The wonder is that we can see these trees and not wonder more.
-Ralph Waldo Emerson
Two years ago on Arbor Day Cass came home clutching a stick, its fairly-freshly cut end wrapped in a wet paper towel and covered with foil.
“We have to plant it,” she said, and launched with a list of reasons why trees are important.
(Trees are important, but that’s a post for another day.)
Jeff stuck it into this planter, where our driveway meets the steps down to our house. It just existed there, a stick, much like you’d expect a stick thrust into dirt would do.
It was quietly unfurling life beneath the surface; the next spring greenery emerged. I was amazed. Then the deer got to it, and we pretty much figured that was that.

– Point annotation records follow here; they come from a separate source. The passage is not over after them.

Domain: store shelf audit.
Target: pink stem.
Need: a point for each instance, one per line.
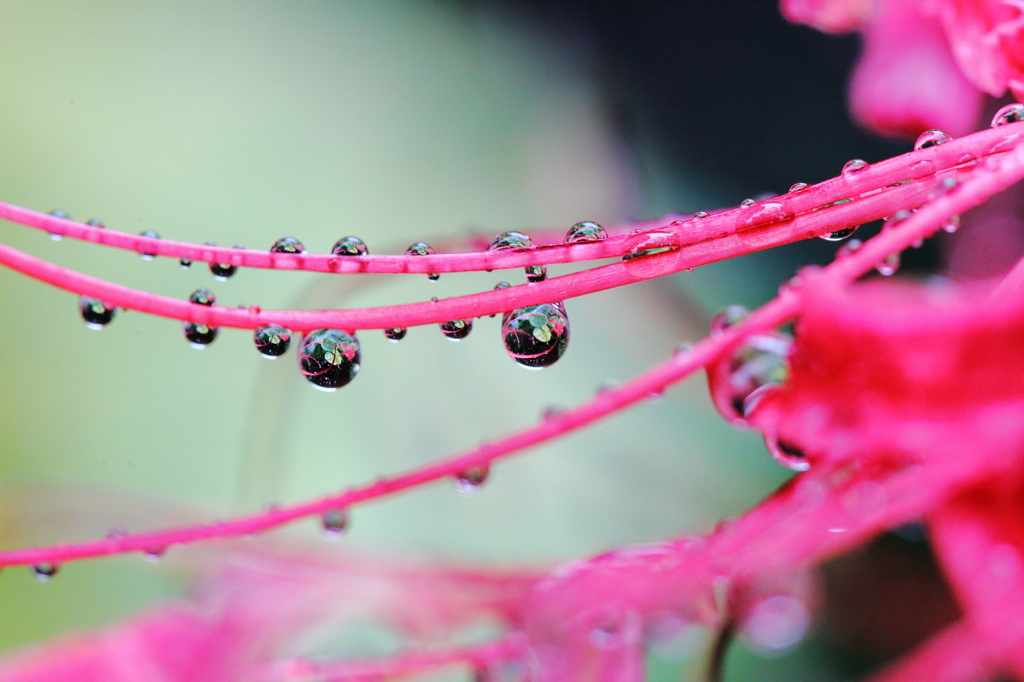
(403, 666)
(976, 188)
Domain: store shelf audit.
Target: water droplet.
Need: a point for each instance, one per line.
(335, 522)
(931, 138)
(848, 249)
(200, 336)
(854, 166)
(223, 271)
(888, 266)
(44, 571)
(271, 340)
(726, 317)
(776, 624)
(153, 235)
(537, 336)
(457, 329)
(329, 358)
(95, 313)
(471, 478)
(786, 454)
(422, 249)
(585, 232)
(57, 213)
(1009, 114)
(350, 246)
(840, 235)
(154, 554)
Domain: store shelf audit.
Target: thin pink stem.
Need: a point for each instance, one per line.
(978, 186)
(909, 166)
(484, 655)
(765, 232)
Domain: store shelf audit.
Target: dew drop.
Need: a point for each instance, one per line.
(223, 271)
(335, 522)
(537, 336)
(199, 335)
(422, 249)
(888, 266)
(931, 138)
(726, 317)
(854, 166)
(786, 454)
(271, 340)
(288, 245)
(585, 232)
(95, 313)
(153, 235)
(776, 624)
(57, 213)
(44, 571)
(457, 329)
(350, 246)
(840, 235)
(329, 358)
(154, 554)
(1009, 114)
(471, 478)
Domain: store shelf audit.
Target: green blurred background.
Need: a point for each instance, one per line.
(241, 122)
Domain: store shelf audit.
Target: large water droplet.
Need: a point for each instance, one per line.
(776, 624)
(471, 478)
(537, 336)
(223, 271)
(272, 340)
(200, 336)
(840, 235)
(153, 235)
(44, 571)
(854, 166)
(95, 313)
(335, 522)
(1009, 114)
(586, 231)
(350, 246)
(931, 138)
(457, 329)
(329, 358)
(727, 317)
(422, 249)
(288, 245)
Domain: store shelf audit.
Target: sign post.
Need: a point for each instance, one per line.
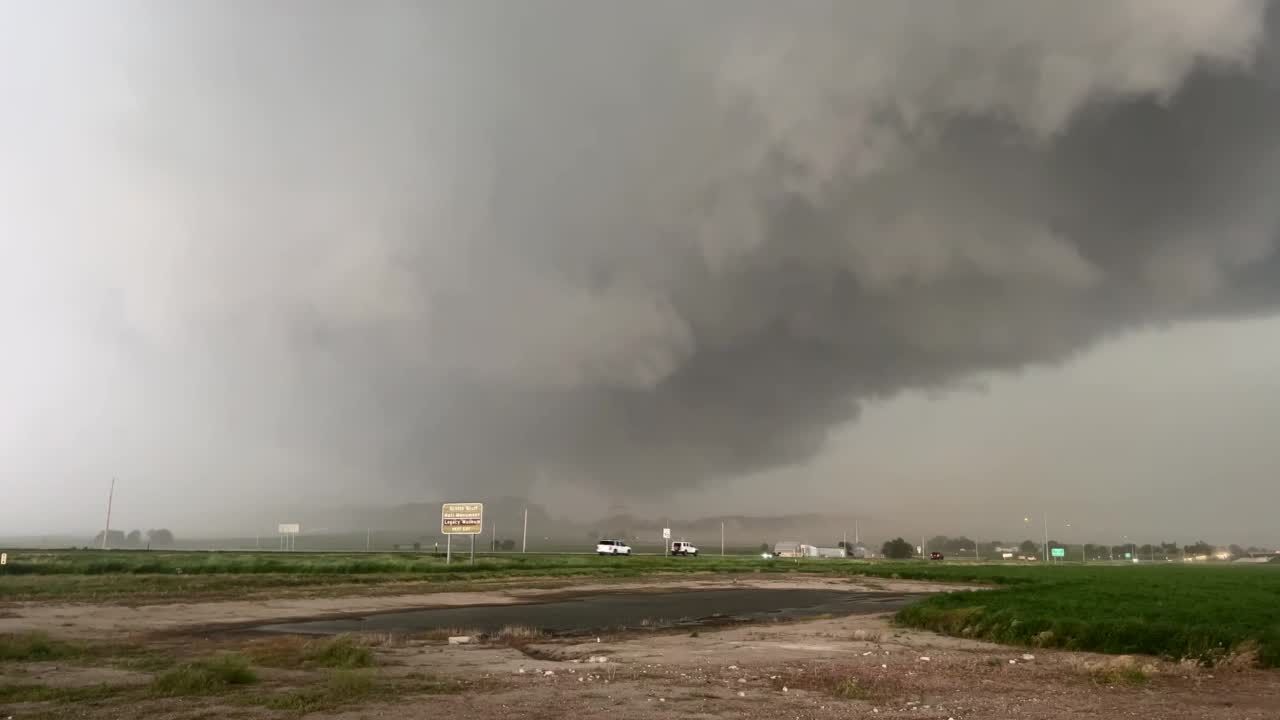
(461, 519)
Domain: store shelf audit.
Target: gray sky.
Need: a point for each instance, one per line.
(645, 254)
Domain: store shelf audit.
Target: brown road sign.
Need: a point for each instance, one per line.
(461, 518)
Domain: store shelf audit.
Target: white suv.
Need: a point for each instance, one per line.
(612, 547)
(681, 547)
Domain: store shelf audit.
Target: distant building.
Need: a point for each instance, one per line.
(789, 548)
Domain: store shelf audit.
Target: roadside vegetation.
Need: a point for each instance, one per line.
(1173, 610)
(1198, 613)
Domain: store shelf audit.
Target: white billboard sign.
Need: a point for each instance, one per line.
(462, 518)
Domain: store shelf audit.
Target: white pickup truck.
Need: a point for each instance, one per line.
(612, 547)
(681, 547)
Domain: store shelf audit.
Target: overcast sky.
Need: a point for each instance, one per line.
(941, 264)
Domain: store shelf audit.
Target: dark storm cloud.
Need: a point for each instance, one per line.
(649, 245)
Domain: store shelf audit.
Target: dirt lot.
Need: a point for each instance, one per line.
(83, 620)
(858, 666)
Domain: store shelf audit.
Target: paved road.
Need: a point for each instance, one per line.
(618, 611)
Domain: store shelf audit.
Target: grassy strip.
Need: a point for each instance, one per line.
(1171, 611)
(288, 651)
(204, 677)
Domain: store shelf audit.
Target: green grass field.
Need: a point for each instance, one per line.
(1202, 611)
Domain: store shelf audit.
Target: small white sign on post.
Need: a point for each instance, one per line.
(288, 534)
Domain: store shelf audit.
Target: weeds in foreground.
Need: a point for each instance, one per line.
(342, 687)
(204, 677)
(1119, 675)
(289, 651)
(844, 684)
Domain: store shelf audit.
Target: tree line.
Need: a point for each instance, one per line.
(159, 537)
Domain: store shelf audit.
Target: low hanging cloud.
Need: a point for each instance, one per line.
(631, 245)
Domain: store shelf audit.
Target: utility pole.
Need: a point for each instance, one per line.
(1046, 537)
(110, 496)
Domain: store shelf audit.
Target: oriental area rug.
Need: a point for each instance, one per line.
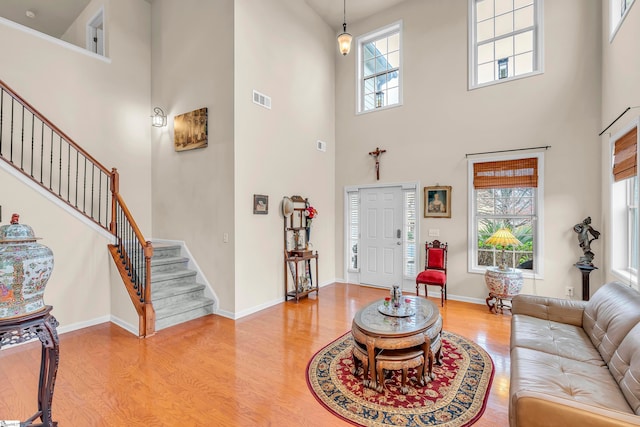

But this year it fairly exploded, considering its humble beginnings, and now the leaves are turning colors and preparing to fall.
You never know where beauty will come from.
You never know what lies beyond what you can see.
You never know what will move you, touch you, make your heart ache over the passage of time.
Fall and winter are historically a difficult time for me, but they are necessary. The more arctic the winter, the more vibrant the spring; the more beautiful the foliage the following year. It’s a time for lying dormant, for resting, gathering energy, setting down roots.
I’ve been squirrelly lately; I’m spread too thin. I feel like I never get any real rest: even while sleeping, my brain is always working.
I normally dread the coming of the cold months, but I need them this year. The time to recover, find my footing, so I can become stronger and explode with activity once properly replenished.
I love how reframing a situation can make a huge difference. The mind is a funny thing.
I love how a stick can become so much more than a tree. Miracles upon miracles.
Thank goodness Cassidy insisted we plant her sad little stick. At the edge of our driveway is a fiery, tenacious dogwood. And in my soul there is newly-planted hope.